A closure system (not visible) is arranged to detachably attach the first and second upper panels 450a and 450b within the middle portion 476 to close the fill opening 444. The example closure system is, like the example closure systems 80 and 280 described above, a hook and loop system, but other closure systems such as lacing, a zipper, or the like may be used in addition or instead. The example hook and loop system forming the closure system of the third example weight assembly 420 comprises a loop panel (not visible) secured to the first upper panel 450a within the middle portion 476 and a hook panel (not visible) secured to the second upper panel 450b within the middle portion 476. The loop panel overlaps the loop panel to effectively seal the first and second upper panels 450a and 450b together. More specifically, when the loop panel is attached to the hook panel, the weight container 430 is in a closed configuration in which access to the interior chamber 442 through the fill opening 444 is prevented. When the loop panel is detached from the hook panel, the weight container 430 is in an open configuration in which access to the interior chamber 442 is allowed through the fill opening 444. The fill material may be poured or otherwise passed through the fill opening 444 in the open configuration to allow the interior chamber 442 to be filled and/or emptied. A tab 479 may be secured to the first upper panel 450a to facilitate detachment of the hook panel from the loop panel and thus placement of the weight container 430 in the open configuration.

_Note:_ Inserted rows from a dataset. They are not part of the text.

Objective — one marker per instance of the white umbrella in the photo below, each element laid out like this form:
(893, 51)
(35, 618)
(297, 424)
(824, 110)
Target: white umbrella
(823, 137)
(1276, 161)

To fill the weight container 430, the hook panel is disengaged from the loop panel to place the weight container 430 in its open configuration. In this open configuration, the fill material is poured or otherwise passed through the fill opening 444 until a desired amount of fill material is within the interior chamber 442. During normal use of the fourth example weight container 430a, the hook panel engages the loop panel substantially to prevent the fill material from being displaced out of the interior chamber 442 through the fill opening 444. The weight container 430 may be arranged in a desired relationship to the item to be supported prior to introduction of the fill material into the interior chamber 442 to minimize carrying of the fully loaded weight container 430.

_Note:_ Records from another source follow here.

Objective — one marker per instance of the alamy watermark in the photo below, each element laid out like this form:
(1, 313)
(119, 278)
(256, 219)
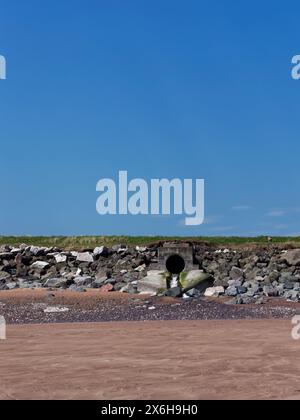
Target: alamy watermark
(2, 67)
(160, 197)
(296, 67)
(2, 328)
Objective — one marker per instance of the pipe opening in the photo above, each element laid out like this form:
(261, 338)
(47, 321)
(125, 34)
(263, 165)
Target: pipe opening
(175, 264)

The example weight containers 430a and 430b each further comprises a securing system 480 comprising a pole strap 482, a pole ring 484, and a fastening system 486. As will be apparent from the following discussion, both securing systems 480 are not always required, but the use of a securing system 480 on each of the weight containers 430a and 430b provides simplicity in manufacturing and inventory control and provides flexibility for different uses in the field.

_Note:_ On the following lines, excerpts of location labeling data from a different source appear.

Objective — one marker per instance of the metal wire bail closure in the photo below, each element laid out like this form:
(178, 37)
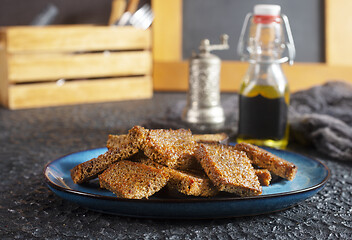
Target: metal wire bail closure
(290, 44)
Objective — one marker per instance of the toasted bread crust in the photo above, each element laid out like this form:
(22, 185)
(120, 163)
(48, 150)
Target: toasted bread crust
(192, 184)
(90, 169)
(211, 138)
(115, 141)
(230, 170)
(267, 160)
(171, 148)
(133, 180)
(264, 176)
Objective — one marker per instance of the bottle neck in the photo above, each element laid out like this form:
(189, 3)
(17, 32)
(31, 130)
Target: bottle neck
(266, 41)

The pole strap 482 is secured to the side panel 454 such that the first pole strap 482 extends from the weight container 430 adjacent to the notch 440. In particular, a fixed end portion of the pole strap 482 is secured to the side panel 454 within the notch 440 such that a free end portion of the strap extends from the weight container 430 such that the free end portion strap can be extended from the first flat segment of the side wall 436 to the second flat segment of the side wall 436 across the notch 440. The fixed end portion of the pole strap 482 is further inserted through a portion of the pole ring 484 and sewn back to itself such that the pole ring 484 is at the juncture of the second or inner semi-cylindrical segment of the side wall 436 defining the notch 440 and the second flat segment of the side wall 436. The free end portion of the pole strap 482 may thus be extended across the notch 440 and through the pole ring 484 to secure the pole strap 482 across the notch 440.

The pole strap 482 may be simply tied to itself to hold the pole strap 482 in place across the notch 440. However, the fastening system 486 may be used to secure the pole strap 482 relative to the pole ring 484 when the pole strap 482 is extended through the pole ring 484. The example fastening system 486 comprises a first loop portion 490 secured to the free end portion of the pole strap 482, an optional second loop portion 492 secured to the first flat segment of the side wall 436, and a hook portion 494 secured to the free end portion of the pole strap 482. With the free end portion extended through the pole ring 484 as shown in FIG. 19, the first loop portion 490 and the hook portion 494 face each other and can be detachably attached to prevent inadvertent movement of the pole strap 482 relative to the pole ring 484. If the optional second loop portion 492 is used, the hook portion 494 may be engaged with the second loop portion 492 to further prevent inadvertent movement of the pole strap 482 relative to the pole ring 484 and also to prevent the free end portion of the pole strap 482 from dangling from the weight container 430. Other fastening systems such as buckles, buttons, or the like may be used in addition or instead of the example hook and loop fastening system forming the example fastening system 486.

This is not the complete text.